Discover Rhinoplasty
Procedure GuideApril 22, 2026

Procedure Guide · April 22, 2026 · 6 min · By Halima Strand

Diced Cartilage Grafts in Rhinoplasty: Versatility and Technique

Diced cartilage grafts offer flexible tip augmentation with minimal harvesting.

Diced cartilage grafts have emerged as a pragmatic option in rhinoplasty tip surgery, valued for their flexibility, ease of molding, and ability to conform to irregular tip anatomy without requiring large single-piece cartilage harvests. Rather than carving a graft to fit predetermined anatomic space, surgeons dice cartilage into small fragments and pack them into a custom envelope, allowing precise volumetric control and accommodation of individual tip contours.

The technique involves harvesting cartilage from septal or auricular sources, then finely dicing it into fragments measuring 1 to 2 millimeters or smaller. These fragments are placed into an envelope, typically composed of fascia, perichondrium, or reconstituted dermal matrix, which contains the graft and prevents fragment migration while soft tissue incorporates around the fragments. The envelope acts as a mold, allowing the surgeon to shape the augmentation to match the patient's specific nasal anatomy. This flexibility is particularly valuable in complex tip deformities where a single structured graft cannot accommodate multiple asymmetries or contour irregularities.

Clinical applications for diced cartilage grafts include dorsal augmentation of the tip, correction of saddle deformities involving the tip, rebuilding of severely compromised tip anatomy in revision cases, and lateral wall augmentation when subtle volume restoration is needed. Many surgeons also employ diced cartilage for camouflage grafting to smooth minor surface irregularities or to create soft transitions between different nasal structural zones. The technique requires less cartilage volume than larger structured grafts, which can be advantageous in primary cases where preserving septal anatomy for future surgery is a consideration.

Harvesting technique directly influences graft quality and longevity. Surgeons generally prefer septal cartilage because of its availability and structural integrity, though the septal dorsum must be preserved to maintain nasal support. When harvesting from the septum, the procedure is often done through the existing rhinoplasty approach, minimizing additional trauma. Auricular cartilage, particularly from the cymba conchae, offers an alternative source that allows generous harvesting without compromising septolateral support.

The dicing process requires controlled hand technique or mechanical assistance. Hand dicing with a sharp blade demands precision to achieve uniform fragment size, which influences graft incorporation and resorption patterns. Larger fragments tend to resorb more slowly and predictably, while extremely fine dicing increases surface area and accelerates soft tissue integration. Most surgeons aim for fragments in the 1 to 2 millimeter range as a balance between manageability, incorporation, and long term structural stability.

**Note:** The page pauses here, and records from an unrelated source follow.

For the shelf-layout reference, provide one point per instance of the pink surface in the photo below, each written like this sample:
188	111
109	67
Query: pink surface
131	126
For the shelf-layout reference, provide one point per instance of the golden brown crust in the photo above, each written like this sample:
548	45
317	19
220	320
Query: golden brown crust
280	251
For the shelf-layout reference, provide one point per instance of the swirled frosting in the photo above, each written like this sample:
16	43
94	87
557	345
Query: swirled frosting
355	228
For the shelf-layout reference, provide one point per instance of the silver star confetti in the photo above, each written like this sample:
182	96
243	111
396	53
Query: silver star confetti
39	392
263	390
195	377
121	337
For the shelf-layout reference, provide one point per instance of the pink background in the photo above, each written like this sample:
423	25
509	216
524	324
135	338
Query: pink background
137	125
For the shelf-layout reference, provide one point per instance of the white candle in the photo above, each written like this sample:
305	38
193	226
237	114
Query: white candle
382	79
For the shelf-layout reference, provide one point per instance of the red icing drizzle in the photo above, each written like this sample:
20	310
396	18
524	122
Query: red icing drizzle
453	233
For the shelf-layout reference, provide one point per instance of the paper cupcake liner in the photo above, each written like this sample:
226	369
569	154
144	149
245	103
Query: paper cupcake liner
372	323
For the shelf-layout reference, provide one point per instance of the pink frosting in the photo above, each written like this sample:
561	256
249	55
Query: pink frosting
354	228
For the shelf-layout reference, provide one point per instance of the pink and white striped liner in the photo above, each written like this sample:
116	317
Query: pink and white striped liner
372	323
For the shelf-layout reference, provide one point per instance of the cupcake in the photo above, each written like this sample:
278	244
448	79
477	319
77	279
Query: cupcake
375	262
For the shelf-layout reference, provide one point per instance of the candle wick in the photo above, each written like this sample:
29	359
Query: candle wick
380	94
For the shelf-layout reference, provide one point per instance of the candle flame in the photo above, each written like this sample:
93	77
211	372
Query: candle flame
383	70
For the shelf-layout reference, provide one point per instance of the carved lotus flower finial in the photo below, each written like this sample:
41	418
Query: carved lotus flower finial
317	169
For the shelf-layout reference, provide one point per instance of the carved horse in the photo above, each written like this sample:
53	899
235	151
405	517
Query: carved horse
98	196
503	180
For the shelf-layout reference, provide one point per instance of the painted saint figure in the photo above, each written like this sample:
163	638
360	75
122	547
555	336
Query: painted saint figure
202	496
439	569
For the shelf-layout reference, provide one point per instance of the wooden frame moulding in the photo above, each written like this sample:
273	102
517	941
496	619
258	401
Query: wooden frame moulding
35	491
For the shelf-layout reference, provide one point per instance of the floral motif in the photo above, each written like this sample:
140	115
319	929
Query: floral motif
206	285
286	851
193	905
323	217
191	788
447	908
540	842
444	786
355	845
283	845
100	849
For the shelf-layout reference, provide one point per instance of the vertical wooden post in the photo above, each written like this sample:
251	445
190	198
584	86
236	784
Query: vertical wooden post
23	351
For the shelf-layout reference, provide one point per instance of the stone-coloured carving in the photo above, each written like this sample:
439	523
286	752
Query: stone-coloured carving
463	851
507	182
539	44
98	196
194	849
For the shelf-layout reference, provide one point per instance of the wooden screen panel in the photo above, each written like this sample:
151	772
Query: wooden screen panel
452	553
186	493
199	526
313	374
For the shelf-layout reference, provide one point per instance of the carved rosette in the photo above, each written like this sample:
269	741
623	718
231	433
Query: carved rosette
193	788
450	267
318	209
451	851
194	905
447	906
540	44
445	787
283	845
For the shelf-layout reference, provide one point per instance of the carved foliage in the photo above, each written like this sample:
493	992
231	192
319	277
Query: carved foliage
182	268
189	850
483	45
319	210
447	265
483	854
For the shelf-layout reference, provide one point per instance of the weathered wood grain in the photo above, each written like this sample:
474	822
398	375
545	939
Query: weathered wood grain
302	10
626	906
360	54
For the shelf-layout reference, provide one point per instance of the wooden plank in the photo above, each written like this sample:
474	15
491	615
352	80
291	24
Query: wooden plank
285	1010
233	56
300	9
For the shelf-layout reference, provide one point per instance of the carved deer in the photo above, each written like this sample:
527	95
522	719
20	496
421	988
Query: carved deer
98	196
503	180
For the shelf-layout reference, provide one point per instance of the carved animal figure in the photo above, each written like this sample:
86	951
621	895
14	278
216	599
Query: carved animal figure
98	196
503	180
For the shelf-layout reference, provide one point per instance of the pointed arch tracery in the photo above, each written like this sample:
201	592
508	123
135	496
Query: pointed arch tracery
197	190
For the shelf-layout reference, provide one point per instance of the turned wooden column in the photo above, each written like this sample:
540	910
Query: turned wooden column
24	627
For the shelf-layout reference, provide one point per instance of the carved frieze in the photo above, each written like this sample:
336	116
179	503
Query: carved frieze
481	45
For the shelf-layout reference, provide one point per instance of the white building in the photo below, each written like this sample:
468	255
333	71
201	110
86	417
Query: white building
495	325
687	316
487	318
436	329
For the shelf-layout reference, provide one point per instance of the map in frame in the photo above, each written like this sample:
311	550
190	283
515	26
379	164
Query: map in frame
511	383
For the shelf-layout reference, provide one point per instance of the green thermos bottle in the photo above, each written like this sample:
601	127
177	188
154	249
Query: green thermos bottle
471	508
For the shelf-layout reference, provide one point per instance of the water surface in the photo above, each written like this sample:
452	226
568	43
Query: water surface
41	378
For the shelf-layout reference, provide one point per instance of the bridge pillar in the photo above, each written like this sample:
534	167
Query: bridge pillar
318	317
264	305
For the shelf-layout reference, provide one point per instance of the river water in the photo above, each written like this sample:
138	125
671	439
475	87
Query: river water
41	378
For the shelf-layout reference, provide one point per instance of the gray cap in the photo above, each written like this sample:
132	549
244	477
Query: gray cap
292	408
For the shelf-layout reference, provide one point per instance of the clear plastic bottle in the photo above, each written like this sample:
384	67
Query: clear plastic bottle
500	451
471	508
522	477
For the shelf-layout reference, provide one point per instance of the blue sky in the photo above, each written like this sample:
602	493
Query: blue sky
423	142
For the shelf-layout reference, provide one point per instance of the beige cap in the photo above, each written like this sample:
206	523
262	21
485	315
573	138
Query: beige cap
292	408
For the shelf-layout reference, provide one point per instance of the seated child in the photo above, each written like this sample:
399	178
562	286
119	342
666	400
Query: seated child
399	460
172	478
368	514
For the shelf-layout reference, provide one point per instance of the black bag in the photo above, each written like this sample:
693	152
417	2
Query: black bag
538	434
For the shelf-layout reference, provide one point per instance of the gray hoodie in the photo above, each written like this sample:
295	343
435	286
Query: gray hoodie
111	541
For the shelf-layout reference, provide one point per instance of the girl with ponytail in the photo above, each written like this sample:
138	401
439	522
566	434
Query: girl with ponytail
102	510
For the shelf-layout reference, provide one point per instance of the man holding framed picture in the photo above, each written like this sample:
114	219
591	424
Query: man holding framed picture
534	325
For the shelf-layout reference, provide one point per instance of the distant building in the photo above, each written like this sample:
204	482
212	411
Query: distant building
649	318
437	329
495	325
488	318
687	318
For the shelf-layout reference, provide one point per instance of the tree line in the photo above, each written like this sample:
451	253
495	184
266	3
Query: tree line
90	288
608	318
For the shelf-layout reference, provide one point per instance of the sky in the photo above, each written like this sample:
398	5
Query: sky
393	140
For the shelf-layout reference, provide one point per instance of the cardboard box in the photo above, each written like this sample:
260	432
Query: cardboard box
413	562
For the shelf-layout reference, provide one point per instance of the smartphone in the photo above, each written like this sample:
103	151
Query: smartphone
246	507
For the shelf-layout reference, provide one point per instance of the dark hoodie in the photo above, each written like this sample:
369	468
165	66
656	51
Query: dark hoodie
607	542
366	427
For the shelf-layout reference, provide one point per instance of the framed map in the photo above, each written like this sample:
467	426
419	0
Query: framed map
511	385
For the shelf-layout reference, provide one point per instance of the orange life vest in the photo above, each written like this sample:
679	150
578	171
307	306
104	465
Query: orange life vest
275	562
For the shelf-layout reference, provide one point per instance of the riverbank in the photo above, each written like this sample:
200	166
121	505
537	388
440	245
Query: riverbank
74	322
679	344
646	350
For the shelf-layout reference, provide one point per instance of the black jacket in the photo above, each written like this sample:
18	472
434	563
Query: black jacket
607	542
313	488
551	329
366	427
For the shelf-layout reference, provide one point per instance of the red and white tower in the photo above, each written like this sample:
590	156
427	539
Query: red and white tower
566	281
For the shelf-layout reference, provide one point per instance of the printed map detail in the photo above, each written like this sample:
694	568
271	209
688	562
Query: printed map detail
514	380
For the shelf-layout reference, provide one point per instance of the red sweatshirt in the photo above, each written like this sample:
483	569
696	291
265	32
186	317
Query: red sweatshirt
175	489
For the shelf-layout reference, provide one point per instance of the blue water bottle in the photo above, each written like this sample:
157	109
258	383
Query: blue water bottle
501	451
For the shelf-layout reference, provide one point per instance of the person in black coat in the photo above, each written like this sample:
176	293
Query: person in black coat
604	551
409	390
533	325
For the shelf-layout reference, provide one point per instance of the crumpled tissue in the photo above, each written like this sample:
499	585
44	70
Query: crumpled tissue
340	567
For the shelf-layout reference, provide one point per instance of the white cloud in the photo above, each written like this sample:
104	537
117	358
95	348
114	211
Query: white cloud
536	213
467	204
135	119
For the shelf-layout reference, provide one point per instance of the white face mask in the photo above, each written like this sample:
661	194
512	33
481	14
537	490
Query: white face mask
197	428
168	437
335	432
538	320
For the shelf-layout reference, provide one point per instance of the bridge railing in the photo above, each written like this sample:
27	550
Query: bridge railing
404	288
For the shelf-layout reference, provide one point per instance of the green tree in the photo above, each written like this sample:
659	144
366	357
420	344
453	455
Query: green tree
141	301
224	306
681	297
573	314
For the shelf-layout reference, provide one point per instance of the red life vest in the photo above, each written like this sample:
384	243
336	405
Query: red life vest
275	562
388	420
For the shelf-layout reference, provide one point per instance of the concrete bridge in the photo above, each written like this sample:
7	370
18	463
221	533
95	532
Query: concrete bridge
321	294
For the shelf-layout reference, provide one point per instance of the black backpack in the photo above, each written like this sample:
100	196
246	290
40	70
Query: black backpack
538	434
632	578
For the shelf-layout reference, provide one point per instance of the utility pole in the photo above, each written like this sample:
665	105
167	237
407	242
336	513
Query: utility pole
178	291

Envelope selection affects graft behavior and outcomes. Fascia harvested from the temporalis or rectus fascia provides robust containment and creates a distinct demarcation between graft and surrounding soft tissue. Perichondrium offers a thinner, more delicate envelope that integrates more seamlessly but provides less structural definition. Reconstituted dermal matrix products provide standardized thickness and handling, though their cost is higher than autologous fascia. Some surgeons use no envelope at all, placing diced cartilage directly into the surgical pocket, though this approach risks fragment migration or uneven resorption patterns.

Outcomes with diced cartilage grafts vary with technique and follow-up duration. Early results often show excellent shape control and smooth contours, but longer-term resorption can affect projection and definition. Studies suggest resorption rates of 20 to 40 percent over 12 to 24 months, which means initial overcorrection is often warranted. Understanding the broader context of tip graft options and cartilage grafting principles helps surgeons select diced grafting when the clinical presentation calls for moldable, flexible augmentation rather than fixed structural support. The technique remains valuable in the contemporary rhinoplasty toolkit, particularly for revision surgery and complex tip reconstruction where anatomic variability demands flexibility in graft design.